Asian stocks rose broadly on Tuesday as another round of U.S.-China trade talks got underway in Beijing and U.S. congressional negotiators reached an agreement in principle to fund the government and avoid another shutdown ahead of a Friday midnight deadline.
Chinese shares extended gains for the fourth straight session as Beijing vowed policy support for the healthcare sector.
The benchmark Shanghai Composite index rose 18 points or 0.68 percent to end at 2,671.89 while Hong Kong’s Hang Seng index closed marginally higher at 28,171.33.
Japanese shares led regional gains as markets reopened after being closed for the National Foundation Day holiday on Monday.
The Nikkei average jumped 531.04 points or 2.61 percent to 20,864.21 while the broader Topix index closed higher by 33.20 points or 2.16 percent at 1,572.60.
Nissan Motor rose 1.9 percent before unveiling its earnings later in the day. Honda Motor gained 0.8 percent and Toyota added 2.4 percent.
Chipmaker Renesas Electronics soared 16.3 percent while Toshiba lost 5.9 percent on a Nikkei report that the conglomerate is preparing to cut its full-year profit forecast by at least half.
Australian markets eked out modest gains on optimism over Sino-U.S. trade talks. Financials led the surge after investment bank Macquarie Group reiterated its profit guidance for another record year.

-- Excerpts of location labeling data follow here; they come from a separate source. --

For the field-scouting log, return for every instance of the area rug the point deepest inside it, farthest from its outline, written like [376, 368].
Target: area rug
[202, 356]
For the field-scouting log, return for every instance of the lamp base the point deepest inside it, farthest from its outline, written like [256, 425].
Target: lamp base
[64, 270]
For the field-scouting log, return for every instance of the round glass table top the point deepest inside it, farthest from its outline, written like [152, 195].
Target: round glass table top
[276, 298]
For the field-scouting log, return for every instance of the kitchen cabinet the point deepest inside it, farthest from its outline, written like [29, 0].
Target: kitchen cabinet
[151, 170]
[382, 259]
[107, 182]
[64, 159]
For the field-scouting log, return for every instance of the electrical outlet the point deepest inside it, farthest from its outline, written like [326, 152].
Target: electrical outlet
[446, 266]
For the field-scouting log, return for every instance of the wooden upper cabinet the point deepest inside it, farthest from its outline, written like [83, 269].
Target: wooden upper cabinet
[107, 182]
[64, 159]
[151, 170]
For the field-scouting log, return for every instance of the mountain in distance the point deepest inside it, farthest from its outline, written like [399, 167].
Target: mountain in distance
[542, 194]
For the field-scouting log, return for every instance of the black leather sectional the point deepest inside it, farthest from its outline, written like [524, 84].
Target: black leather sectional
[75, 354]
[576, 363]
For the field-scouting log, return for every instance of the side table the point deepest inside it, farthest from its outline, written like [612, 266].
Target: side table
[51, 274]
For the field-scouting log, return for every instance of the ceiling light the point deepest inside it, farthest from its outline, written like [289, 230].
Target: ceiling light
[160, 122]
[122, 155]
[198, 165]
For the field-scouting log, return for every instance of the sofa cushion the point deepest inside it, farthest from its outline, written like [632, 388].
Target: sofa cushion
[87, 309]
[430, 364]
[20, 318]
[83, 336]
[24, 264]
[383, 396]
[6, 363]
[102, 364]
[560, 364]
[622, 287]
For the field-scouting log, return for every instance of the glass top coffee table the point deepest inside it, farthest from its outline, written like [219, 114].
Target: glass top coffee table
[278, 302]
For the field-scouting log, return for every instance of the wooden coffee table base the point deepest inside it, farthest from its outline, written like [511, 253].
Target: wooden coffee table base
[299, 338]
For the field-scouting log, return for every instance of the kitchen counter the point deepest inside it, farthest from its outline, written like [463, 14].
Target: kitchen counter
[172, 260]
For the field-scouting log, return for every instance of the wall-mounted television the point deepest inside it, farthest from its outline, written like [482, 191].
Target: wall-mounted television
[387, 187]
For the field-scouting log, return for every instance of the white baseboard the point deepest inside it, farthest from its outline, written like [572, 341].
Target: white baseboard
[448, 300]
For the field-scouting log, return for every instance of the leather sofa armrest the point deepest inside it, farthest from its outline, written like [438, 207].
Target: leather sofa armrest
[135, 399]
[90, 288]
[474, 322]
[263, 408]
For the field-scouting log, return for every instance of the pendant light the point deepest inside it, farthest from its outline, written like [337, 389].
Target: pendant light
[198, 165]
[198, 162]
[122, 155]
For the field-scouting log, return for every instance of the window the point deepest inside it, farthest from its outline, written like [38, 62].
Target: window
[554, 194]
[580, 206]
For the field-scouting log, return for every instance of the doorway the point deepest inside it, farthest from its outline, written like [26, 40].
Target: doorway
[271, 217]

The benchmark S&P/ASX 200 index rose 18.30 points or 0.30 percent to 6,079.10 while the broader All Ordinaries index ended up 20.10 points or 0.33 percent at 6,148.70.
Macquarie Group, Australia’s biggest investment bank, jumped 2.2 percent while the big four banks ended down between 0.3 percent and 0.7 percent. In the healthcare sector, heavyweight CSL advanced 1.3 percent ahead of its half-yearly results.
Santos, Oil Search and Origin Energy climbed 1-2 percent as oil prices edged up, drawing support from OPEC-led supply cuts and U.S. sanctions against Iran and Venezuela. Mining stocks ended on a mixed note.
Toll road operator Transurban declined 1.9 percent after it reported a nearly 62 percent fall in first-half profit following its costly acquisition of Sydney’s WestConnex motorway scheme.
In economic releases, the total number of home loans issued in Australia fell a seasonally adjusted 6.1 percent month on month in December, a government report showed, missing expectations for a drop of 2.0 percent.
Additionally, a key measure of Australian business conditions showed a welcome bounce in January after an alarmingly sharp drop in the previous month.
Seoul stocks finished higher, led by tech heavyweights. The benchmark Kospi gained 9.74 points or 0.45 percent to end at 2,190.47. Samsung Electronics rallied 2.3 percent, SK Hynix added 2.4 percent and LG Electronics jumped 3.8 percent.
New Zealand shares rose notably, with the benchmark S&P/NZX 50 index ending up 70.77 points or 0.77 percent at 9,280.77 after credit card spending figures for January topped forecasts.
Overnight, U.S. stocks ended a choppy session mixed as another round of U.S.-China trade talks began with working-level talks in Beijing and uncertainty over congressional budget talks sparked talk of another possible government shutdown.
The Dow Jones Industrial Average slid 0.2 percent, while the tech-heavy Nasdaq Composite and the S&P 500 inched up around 0.1 percent.